Unable to run Inference on Tensorflow Hub models that do not support batching with Triton InferServer

user109280 · December 28, 2021, 9:12am

• Hardware Platform (Jetson / GPU) GPU
• DeepStream Version 6.0
• TensorRT Version 8.0.1
• NVIDIA GPU Driver Version (valid for GPU only) 440.33.01

**• Steps to reproduce the issue **

Create a container from the image : ‘nvcr.io/nvidia/deepstream:6.0-triton’ using the below command sudo docker run -it --gpus all -p 8554:8554 -w /opt/nvidia/deepstream/deepstream-6.0
Unzip the attached folder in the current working directory (deepstream-6.0).
Go to efficientdet folder.
Run the following command python3 main.py file:///opt/nvidia/deepstream/deepstream-6.0/efficientdet/data/sample_720p.h264
The screenshot of the error is attached.
Note : We are facing this problem with tensorflow models that do not support batching, whereas with models that support dynamic batching this problem disappears.
efficientdet.zip (45.2 MB)

user109280 · January 5, 2022, 4:05am

Any update regarding this issue?

kayccc · January 11, 2022, 3:10am

Sorry for the late response, we will do the investigation to have the update soon.

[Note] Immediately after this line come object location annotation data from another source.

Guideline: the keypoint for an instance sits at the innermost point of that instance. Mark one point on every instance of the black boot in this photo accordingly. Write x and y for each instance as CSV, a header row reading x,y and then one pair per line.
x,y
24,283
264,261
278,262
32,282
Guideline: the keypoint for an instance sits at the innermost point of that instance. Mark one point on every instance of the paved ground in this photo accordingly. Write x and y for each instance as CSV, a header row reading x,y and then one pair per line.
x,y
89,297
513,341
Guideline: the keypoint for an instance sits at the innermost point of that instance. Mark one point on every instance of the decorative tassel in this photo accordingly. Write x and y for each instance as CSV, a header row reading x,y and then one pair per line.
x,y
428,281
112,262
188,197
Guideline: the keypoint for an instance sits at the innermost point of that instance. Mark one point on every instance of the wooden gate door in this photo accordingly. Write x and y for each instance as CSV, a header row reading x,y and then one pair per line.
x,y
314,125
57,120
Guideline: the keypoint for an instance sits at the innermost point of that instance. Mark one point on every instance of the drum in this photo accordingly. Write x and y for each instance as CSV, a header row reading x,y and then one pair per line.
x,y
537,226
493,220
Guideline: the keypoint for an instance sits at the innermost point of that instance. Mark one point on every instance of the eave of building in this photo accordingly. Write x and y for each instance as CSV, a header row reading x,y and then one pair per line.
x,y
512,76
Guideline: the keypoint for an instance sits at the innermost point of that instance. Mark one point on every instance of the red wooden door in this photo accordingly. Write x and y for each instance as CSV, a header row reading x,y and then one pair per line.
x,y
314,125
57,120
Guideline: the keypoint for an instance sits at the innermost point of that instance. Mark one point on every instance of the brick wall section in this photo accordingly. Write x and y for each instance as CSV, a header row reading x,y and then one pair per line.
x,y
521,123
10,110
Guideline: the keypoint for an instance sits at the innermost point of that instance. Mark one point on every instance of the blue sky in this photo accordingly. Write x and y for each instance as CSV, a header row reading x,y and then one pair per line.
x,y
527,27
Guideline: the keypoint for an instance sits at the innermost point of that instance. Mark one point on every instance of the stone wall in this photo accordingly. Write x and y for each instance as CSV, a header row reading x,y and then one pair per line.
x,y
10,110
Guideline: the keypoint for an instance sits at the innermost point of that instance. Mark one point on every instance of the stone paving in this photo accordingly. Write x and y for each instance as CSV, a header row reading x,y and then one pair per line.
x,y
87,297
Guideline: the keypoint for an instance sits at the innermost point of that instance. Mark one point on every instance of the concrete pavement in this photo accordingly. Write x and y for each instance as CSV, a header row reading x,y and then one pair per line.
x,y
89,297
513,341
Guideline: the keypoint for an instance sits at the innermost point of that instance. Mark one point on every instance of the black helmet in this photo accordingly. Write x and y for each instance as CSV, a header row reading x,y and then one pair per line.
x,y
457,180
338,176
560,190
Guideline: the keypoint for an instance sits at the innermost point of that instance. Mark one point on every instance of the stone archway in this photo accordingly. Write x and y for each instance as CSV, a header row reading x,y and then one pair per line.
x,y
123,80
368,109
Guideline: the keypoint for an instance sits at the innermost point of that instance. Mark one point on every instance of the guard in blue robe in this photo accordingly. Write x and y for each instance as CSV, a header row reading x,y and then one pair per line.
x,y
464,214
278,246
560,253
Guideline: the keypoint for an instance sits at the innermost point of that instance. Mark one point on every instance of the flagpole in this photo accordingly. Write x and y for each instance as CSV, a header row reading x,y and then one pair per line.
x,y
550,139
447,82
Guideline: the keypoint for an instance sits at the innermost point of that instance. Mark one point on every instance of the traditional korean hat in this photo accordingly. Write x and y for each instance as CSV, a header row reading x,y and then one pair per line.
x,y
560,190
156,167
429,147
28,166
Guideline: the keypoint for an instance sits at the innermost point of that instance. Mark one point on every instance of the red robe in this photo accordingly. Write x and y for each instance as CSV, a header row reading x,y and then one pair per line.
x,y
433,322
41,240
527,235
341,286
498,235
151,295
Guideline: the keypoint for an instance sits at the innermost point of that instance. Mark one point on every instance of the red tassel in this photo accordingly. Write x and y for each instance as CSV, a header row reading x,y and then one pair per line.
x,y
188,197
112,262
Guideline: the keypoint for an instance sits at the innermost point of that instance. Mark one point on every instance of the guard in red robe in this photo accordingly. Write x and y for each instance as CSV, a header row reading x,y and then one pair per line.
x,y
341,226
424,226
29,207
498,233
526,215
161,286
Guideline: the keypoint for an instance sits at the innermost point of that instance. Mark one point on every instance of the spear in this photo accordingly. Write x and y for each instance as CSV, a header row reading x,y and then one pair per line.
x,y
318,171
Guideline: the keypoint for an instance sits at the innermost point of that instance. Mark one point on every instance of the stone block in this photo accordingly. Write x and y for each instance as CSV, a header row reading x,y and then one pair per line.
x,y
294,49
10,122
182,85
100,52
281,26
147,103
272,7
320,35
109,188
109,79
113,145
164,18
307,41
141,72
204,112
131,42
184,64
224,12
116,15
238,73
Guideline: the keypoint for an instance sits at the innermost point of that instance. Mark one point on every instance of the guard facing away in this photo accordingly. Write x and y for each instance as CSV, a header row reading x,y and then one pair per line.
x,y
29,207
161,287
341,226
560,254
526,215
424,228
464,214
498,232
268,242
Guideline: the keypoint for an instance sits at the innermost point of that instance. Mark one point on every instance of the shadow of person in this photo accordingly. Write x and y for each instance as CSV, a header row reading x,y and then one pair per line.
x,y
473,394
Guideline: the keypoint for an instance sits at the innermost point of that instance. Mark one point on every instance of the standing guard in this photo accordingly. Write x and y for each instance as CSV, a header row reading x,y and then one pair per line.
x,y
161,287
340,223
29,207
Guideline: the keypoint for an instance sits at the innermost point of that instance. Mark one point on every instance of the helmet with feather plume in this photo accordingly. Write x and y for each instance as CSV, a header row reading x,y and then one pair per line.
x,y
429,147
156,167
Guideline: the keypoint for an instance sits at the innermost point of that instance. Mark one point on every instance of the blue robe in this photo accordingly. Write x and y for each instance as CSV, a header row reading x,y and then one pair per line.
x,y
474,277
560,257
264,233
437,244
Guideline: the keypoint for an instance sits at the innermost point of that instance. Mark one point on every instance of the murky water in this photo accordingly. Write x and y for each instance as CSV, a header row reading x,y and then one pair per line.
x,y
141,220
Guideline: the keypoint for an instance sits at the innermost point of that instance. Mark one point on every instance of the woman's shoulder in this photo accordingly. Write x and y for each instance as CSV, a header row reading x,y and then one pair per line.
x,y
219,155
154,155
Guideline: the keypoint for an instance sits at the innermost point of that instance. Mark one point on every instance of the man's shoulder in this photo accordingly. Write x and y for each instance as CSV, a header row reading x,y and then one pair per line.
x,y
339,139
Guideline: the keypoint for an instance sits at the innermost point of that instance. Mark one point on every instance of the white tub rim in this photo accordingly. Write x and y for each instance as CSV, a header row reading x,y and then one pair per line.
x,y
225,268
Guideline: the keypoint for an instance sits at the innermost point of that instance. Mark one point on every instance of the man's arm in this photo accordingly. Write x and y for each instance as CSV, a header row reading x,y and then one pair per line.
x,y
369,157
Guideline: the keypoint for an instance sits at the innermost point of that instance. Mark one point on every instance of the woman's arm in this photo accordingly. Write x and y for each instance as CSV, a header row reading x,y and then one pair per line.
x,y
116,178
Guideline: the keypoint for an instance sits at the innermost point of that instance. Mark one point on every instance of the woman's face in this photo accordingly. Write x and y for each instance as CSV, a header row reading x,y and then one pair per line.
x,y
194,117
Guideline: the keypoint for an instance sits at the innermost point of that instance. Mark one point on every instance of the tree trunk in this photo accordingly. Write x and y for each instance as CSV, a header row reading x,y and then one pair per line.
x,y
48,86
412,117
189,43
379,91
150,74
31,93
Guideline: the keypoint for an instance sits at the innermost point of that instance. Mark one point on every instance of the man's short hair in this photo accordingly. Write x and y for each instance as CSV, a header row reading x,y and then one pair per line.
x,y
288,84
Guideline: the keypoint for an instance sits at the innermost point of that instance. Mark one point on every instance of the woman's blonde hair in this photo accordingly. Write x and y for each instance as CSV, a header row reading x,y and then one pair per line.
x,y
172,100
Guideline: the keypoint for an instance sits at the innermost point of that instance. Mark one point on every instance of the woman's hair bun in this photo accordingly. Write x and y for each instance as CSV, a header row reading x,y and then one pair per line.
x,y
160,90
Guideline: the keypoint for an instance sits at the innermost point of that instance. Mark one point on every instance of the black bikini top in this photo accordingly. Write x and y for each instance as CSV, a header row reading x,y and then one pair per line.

Thanks

user109280 · January 11, 2022, 3:39am

Ok. Awaiting for your response!

Fiona.Chen · January 19, 2022, 1:52am

Please refer to NVIDIA-AI-IOT/deepstream_tao_apps: Sample apps to demonstrate how to deploy models trained with TAO on DeepStream (github.com)

user109280 · January 19, 2022, 6:12am

Thanks for the update.
But we want to deploy any TensorFlow 2 hub Model ( Not only efficientdet ) using triton-inferserver ( nvinferserver ). We observed Models that don’t support batching cannot be deployed with triton-inference.
We would appreciate any help in this regard. Thanks!

user109280 · January 28, 2022, 6:14am

Any updates ?